Liora reached for the whetstone again, needing the rhythm to ground her, but her hand faltered. A crackle of frost spread across the stone’s surface as her fingers brushed it, and she froze, her breath catching. She stared at the frost as if it might lash out, her mind racing.

What if she couldn’t control it? What if it controlled her?

Her spear clattered to the floor as she stood abruptly, the sound jarring in the quiet room. She crossed to the window, her hands gripping the sill as she stared out into the night. The cold air bit at her cheeks, but she barely noticed.

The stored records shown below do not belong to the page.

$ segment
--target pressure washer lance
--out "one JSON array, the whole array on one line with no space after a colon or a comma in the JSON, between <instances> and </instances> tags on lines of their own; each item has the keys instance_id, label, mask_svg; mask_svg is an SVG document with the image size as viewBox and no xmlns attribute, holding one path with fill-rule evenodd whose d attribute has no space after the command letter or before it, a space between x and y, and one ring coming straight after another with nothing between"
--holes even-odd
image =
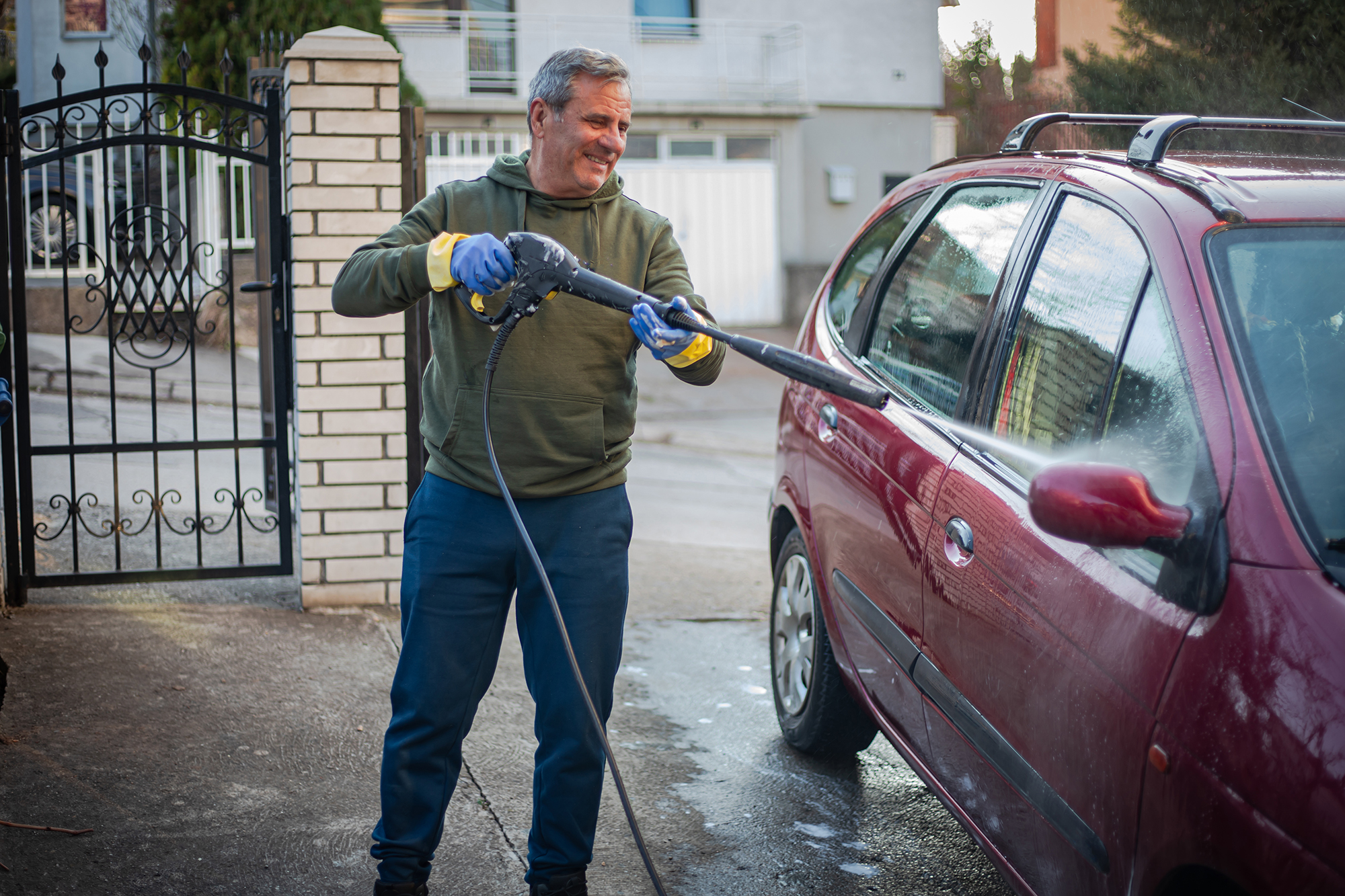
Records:
<instances>
[{"instance_id":1,"label":"pressure washer lance","mask_svg":"<svg viewBox=\"0 0 1345 896\"><path fill-rule=\"evenodd\" d=\"M527 526L523 525L523 517L518 513L514 496L504 484L504 474L500 472L500 464L495 456L495 444L491 439L491 382L495 379L495 370L499 367L504 342L523 318L531 318L537 313L542 301L554 297L558 292L565 292L608 308L624 311L625 313L631 313L638 304L650 305L663 320L674 327L702 332L712 339L725 342L736 351L752 358L757 363L765 365L776 373L781 373L791 379L798 379L823 391L841 396L842 398L868 405L869 408L881 408L886 402L888 394L872 383L849 377L815 358L761 342L760 339L724 332L675 311L666 301L659 301L654 296L647 296L638 289L631 289L615 280L593 273L580 264L573 253L550 237L542 237L535 233L511 233L504 238L504 245L514 254L515 273L514 288L510 289L508 299L504 300L499 311L487 313L482 296L472 293L465 287L456 287L453 291L459 301L463 303L476 320L488 324L496 331L495 343L491 346L491 352L486 359L486 383L483 385L484 394L482 397L486 451L491 460L491 471L495 474L495 484L499 487L500 495L508 506L510 515L514 518L514 526L518 529L519 538L523 539L523 545L527 548L529 557L533 558L533 566L537 568L537 574L542 580L542 588L546 591L546 599L551 604L551 615L555 616L555 624L561 631L561 643L565 646L565 655L570 661L570 671L574 674L574 682L580 693L584 694L584 705L588 708L593 728L603 741L603 753L612 768L612 780L616 783L616 792L621 798L621 809L625 810L625 821L631 825L631 834L635 837L635 845L640 850L640 858L644 860L644 869L648 872L650 881L654 884L654 891L658 896L667 896L663 889L663 880L659 877L658 869L654 868L654 860L650 856L648 846L644 844L644 837L640 834L640 825L635 821L635 810L631 807L631 798L625 792L625 782L621 780L621 772L616 767L616 756L612 755L612 745L607 740L603 718L597 714L593 697L584 685L584 675L580 671L578 659L574 657L570 634L566 631L565 620L561 616L561 605L555 600L555 592L551 589L551 580L546 574L542 558L537 553L537 546L533 545L531 535L527 534Z\"/></svg>"}]
</instances>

The courtyard below was empty, save for the faint blue glow of the runes that still pulsed along the walls. The storm had left its mark on the fortress, just as it had on her. It had healed them, changed them, but at what cost? She could still see the faces of the slaves, wide-eyed, hollow, their hands trembling as they touched their chests, their bodies no longer their own. Some had wept. Others had screamed. Most had simply stared, silent and lost.

She understood their fear. It was her own.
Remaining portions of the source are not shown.